In recent years, almost every Caribbean tourist board has considered how best to obtain a share of what the Inter-American Development Bank (IDB) says involves around 117m outbound tourists spending about US$498 billion overseas; numbers they forecast to double by 2020. However, their progress has been limited and possibly even illusory.
While some destinations have claimed year on year growth in Chinese arrivals, it is far from clear that these numbers really represent tourists, as the figures appear to include the statistically significant number of Chinese people coming to the region in relation to many public and private projects the country now has underway.
At present the biggest problem is airlift. There is not enough demand to fill direct regular flights to the region, so anyone visiting the region from China or coming to join a cruise ship has first to fly to the nearest point. This means Houston or New York, and then travelling on, or alternatively using Air China’s same-plane service from Beijing via Montreal to Havana. In each case the overall flying time is at best around 20 hours.
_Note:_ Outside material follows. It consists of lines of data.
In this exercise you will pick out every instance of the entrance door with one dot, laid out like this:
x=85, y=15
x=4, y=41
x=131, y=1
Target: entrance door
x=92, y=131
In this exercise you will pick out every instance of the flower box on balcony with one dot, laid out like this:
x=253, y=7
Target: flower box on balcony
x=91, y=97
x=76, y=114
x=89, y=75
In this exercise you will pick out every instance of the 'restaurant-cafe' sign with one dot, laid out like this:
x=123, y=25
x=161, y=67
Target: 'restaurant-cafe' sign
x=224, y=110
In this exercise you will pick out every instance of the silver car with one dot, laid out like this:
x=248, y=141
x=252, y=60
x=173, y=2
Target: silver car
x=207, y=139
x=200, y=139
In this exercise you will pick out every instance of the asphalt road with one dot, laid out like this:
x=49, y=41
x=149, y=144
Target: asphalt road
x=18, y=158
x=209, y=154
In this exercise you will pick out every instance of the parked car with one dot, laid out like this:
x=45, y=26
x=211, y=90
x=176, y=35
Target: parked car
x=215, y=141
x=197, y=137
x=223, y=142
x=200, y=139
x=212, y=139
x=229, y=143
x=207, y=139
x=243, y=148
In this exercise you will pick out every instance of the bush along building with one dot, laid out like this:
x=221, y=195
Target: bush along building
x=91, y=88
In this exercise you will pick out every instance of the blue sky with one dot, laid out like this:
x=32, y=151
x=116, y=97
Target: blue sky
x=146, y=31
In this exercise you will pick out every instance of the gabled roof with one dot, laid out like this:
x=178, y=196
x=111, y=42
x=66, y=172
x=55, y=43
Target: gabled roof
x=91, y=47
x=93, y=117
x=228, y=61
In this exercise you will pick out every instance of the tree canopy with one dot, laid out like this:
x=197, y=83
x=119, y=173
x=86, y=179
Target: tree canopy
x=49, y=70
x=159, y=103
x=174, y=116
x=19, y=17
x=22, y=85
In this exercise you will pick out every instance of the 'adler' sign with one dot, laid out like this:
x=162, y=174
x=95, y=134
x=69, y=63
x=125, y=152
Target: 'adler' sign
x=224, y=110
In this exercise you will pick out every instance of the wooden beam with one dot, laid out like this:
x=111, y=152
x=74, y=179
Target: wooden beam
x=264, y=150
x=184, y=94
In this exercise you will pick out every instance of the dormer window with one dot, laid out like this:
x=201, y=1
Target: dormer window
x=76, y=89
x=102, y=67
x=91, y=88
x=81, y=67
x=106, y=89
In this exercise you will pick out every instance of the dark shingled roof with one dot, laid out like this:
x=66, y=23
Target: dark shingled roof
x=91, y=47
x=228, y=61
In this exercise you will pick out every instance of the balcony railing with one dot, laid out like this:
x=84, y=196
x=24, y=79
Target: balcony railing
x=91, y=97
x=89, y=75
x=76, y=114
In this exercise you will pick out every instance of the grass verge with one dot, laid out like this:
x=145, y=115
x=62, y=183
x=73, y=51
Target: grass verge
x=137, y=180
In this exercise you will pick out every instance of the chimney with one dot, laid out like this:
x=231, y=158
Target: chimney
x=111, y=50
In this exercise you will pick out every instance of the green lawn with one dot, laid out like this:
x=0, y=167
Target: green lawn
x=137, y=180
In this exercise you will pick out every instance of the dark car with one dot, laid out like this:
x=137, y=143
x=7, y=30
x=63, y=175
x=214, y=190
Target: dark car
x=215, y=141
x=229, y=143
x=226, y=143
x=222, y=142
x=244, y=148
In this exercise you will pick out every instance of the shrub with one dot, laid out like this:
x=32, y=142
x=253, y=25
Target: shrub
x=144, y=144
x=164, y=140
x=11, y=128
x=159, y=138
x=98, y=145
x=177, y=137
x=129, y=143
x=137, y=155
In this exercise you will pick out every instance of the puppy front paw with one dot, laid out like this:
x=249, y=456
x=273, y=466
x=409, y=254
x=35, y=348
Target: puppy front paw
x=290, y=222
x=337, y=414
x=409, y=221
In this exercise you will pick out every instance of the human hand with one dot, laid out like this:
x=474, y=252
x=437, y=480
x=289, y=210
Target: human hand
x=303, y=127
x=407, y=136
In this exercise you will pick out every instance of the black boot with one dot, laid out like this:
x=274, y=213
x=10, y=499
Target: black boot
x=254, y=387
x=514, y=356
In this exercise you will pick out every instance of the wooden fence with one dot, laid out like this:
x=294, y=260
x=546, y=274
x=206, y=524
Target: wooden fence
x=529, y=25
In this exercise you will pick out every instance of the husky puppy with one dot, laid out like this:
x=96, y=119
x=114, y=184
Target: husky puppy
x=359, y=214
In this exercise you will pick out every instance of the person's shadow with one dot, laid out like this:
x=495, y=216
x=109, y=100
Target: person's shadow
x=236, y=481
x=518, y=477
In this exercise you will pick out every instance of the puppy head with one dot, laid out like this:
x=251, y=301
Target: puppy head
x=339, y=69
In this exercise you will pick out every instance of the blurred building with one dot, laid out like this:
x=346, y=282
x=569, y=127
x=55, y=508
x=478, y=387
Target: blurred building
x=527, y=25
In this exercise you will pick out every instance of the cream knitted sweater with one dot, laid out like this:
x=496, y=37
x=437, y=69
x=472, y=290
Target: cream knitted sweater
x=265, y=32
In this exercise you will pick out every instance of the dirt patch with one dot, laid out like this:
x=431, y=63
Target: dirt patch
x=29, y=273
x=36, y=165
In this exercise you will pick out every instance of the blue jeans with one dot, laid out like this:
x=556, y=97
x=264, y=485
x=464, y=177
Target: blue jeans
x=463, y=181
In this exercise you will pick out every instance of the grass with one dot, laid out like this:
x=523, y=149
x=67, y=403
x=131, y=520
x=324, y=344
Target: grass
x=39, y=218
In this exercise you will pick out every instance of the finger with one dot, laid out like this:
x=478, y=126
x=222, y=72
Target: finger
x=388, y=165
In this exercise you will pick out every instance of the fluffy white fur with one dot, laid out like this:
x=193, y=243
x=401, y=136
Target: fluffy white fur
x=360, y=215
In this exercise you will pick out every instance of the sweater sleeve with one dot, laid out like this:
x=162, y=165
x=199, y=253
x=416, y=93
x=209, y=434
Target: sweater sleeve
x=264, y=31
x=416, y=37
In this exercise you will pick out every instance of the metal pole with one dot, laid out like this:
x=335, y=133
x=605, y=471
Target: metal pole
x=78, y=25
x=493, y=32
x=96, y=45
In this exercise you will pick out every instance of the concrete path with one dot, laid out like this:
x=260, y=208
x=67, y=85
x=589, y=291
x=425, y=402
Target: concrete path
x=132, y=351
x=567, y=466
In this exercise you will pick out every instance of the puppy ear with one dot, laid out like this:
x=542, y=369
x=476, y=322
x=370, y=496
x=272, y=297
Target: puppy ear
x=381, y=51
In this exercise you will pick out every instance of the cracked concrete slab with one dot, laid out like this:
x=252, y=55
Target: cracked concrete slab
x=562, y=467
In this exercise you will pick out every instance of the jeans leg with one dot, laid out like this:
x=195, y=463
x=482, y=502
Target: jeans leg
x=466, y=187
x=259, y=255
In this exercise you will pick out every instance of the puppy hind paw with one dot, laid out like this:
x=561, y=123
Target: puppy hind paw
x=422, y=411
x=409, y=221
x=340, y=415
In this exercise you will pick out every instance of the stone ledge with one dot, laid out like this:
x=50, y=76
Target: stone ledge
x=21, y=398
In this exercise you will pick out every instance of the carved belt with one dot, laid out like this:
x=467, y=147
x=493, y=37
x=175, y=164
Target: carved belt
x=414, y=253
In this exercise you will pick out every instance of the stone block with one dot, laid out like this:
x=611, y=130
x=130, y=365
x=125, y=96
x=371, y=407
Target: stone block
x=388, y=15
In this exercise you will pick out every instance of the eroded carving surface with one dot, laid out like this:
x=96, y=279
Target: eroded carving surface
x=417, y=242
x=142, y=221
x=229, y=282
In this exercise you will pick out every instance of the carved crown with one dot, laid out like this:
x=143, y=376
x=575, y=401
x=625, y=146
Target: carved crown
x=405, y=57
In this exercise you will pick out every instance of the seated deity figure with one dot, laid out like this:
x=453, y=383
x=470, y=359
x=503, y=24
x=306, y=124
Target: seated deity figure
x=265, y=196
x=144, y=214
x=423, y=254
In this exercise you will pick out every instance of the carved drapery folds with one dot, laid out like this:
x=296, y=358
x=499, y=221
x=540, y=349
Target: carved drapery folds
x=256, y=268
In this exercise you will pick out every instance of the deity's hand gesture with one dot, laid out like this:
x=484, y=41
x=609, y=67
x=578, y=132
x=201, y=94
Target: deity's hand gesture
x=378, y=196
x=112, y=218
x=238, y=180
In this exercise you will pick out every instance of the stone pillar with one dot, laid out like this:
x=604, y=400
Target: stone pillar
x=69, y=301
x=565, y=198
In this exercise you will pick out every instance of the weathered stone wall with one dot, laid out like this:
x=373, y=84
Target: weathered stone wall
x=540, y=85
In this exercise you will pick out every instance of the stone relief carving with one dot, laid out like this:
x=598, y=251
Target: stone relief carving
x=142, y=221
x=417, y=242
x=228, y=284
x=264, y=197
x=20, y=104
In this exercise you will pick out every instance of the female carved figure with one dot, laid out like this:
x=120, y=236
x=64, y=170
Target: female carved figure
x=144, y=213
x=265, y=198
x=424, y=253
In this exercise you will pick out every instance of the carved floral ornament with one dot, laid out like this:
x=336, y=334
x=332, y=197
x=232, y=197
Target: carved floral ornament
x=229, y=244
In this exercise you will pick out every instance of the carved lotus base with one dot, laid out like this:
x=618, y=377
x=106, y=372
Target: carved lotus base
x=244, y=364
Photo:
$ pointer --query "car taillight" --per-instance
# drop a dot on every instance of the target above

This means that the only practical solution at present, when it comes to encouraging stay over Chinese visitors to go anywhere other than Havana, is to develop, as Jamaica is now doing, multidestination vacations for those who may already have decided to travel to Cuba.
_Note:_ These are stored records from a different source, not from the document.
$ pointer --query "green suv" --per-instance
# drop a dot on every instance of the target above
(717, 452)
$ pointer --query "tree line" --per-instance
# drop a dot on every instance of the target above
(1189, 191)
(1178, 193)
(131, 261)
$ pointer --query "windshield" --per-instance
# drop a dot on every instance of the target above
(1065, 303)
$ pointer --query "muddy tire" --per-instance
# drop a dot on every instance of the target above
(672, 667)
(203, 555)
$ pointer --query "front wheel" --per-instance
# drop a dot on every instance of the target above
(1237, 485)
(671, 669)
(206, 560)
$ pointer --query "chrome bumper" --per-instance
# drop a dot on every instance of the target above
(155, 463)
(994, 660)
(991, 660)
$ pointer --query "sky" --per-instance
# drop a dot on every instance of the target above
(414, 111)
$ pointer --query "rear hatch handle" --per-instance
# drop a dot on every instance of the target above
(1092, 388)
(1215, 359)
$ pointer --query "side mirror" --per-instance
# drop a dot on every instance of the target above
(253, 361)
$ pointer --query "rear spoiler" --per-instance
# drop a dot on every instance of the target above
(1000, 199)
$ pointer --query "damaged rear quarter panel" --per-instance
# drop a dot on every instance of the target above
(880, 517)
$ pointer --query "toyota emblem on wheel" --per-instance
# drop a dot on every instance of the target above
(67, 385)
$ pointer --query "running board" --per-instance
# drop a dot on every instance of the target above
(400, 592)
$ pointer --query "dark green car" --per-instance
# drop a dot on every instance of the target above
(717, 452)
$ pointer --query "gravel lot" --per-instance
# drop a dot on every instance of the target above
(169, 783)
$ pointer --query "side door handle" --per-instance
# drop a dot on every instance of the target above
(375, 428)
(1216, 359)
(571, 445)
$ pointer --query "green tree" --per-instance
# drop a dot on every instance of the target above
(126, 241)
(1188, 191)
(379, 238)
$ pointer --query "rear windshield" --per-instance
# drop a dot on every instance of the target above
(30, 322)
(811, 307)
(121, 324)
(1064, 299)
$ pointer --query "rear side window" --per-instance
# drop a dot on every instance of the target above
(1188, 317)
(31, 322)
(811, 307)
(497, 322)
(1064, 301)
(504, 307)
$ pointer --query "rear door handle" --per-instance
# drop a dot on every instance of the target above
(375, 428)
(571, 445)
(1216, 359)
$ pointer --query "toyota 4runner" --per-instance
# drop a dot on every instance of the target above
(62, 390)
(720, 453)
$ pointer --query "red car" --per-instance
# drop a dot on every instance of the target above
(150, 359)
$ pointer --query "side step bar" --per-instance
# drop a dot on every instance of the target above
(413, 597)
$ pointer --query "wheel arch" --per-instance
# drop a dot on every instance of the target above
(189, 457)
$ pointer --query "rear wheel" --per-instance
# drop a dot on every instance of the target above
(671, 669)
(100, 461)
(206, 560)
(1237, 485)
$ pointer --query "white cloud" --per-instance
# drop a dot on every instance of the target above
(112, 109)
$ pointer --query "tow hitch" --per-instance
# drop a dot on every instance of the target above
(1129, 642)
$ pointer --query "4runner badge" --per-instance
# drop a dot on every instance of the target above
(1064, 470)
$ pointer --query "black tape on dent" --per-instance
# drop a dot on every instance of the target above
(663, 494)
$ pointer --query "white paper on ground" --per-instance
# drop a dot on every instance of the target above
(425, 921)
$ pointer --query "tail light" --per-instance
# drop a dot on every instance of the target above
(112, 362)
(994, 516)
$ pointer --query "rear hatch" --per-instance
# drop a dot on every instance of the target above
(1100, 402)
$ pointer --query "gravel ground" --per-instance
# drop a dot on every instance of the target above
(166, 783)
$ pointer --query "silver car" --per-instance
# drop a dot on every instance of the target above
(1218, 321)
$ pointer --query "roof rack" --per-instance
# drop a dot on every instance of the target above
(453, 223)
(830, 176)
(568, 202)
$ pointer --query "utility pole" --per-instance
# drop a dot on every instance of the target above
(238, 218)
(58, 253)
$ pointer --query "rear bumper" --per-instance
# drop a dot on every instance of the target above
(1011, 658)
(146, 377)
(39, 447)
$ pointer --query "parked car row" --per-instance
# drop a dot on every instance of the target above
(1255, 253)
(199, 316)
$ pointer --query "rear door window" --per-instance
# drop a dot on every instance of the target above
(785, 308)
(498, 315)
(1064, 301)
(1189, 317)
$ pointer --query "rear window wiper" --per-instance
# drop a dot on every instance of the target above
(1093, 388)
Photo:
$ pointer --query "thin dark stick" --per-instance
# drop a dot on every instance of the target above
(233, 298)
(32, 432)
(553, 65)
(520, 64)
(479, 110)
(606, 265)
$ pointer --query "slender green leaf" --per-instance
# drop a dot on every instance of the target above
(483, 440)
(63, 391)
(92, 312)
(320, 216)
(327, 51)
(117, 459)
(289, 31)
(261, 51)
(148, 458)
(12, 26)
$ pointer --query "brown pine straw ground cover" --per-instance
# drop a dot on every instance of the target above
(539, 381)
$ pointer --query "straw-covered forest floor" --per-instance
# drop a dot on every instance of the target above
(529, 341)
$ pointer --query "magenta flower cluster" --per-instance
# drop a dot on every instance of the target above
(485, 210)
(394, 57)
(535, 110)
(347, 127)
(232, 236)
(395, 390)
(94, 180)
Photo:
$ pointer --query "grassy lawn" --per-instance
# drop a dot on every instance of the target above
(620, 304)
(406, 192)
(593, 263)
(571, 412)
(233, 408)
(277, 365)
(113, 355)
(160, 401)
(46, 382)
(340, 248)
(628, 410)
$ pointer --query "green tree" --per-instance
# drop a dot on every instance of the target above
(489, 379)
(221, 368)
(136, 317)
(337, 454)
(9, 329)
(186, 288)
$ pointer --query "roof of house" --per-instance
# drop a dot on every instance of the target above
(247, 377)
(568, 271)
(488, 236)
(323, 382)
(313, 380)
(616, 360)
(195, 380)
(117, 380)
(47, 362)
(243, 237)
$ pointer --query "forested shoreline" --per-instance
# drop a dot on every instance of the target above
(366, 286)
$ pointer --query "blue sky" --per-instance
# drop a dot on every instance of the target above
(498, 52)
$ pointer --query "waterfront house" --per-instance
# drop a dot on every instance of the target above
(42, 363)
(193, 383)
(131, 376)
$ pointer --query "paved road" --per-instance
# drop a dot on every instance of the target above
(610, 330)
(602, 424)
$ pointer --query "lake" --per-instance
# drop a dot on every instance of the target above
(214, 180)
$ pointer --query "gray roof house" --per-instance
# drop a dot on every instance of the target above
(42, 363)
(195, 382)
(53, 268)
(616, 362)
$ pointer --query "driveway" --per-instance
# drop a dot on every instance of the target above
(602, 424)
As this column has observed before, a more promising medium-term option, when it comes to numbers, may be the opportunity to work towards encouraging Chinese arrivals by cruise ship.
China has been gradually developing a cruise industry in the Pacific and plans to build its own cruise ships, offering perhaps the longer-term possibility for home-porting Chinese vessels for Chinese visitors out of Cuba or Jamaica. Although embryonic, Chinese cruising potentially offers a practical way to bring Chinese visitors to the region in large numbers, perhaps initially out of Miami on existing services into the region.
This could help circumvent challenges that the IDB identified as needing to be addressed in its recent report ‘Chinese Rise in the Caribbean – What Does It Mean for Caribbean Stakeholders’. For the Caribbean to capture more of the Chinese market, the bank said significant changes in approach are required, including a streamlined or visa exemption procedure; more five-star hotel properties; better security; Chinese cuisine; language skills; sensitivity to different cultural norms; and quality shopping.
China’s new policy paper speaks to a sector in which the Caribbean has genuine advantage. It suggests that individual countries and representative regional tourism bodies should make an early start in exploring the Chinese Government’s new thinking.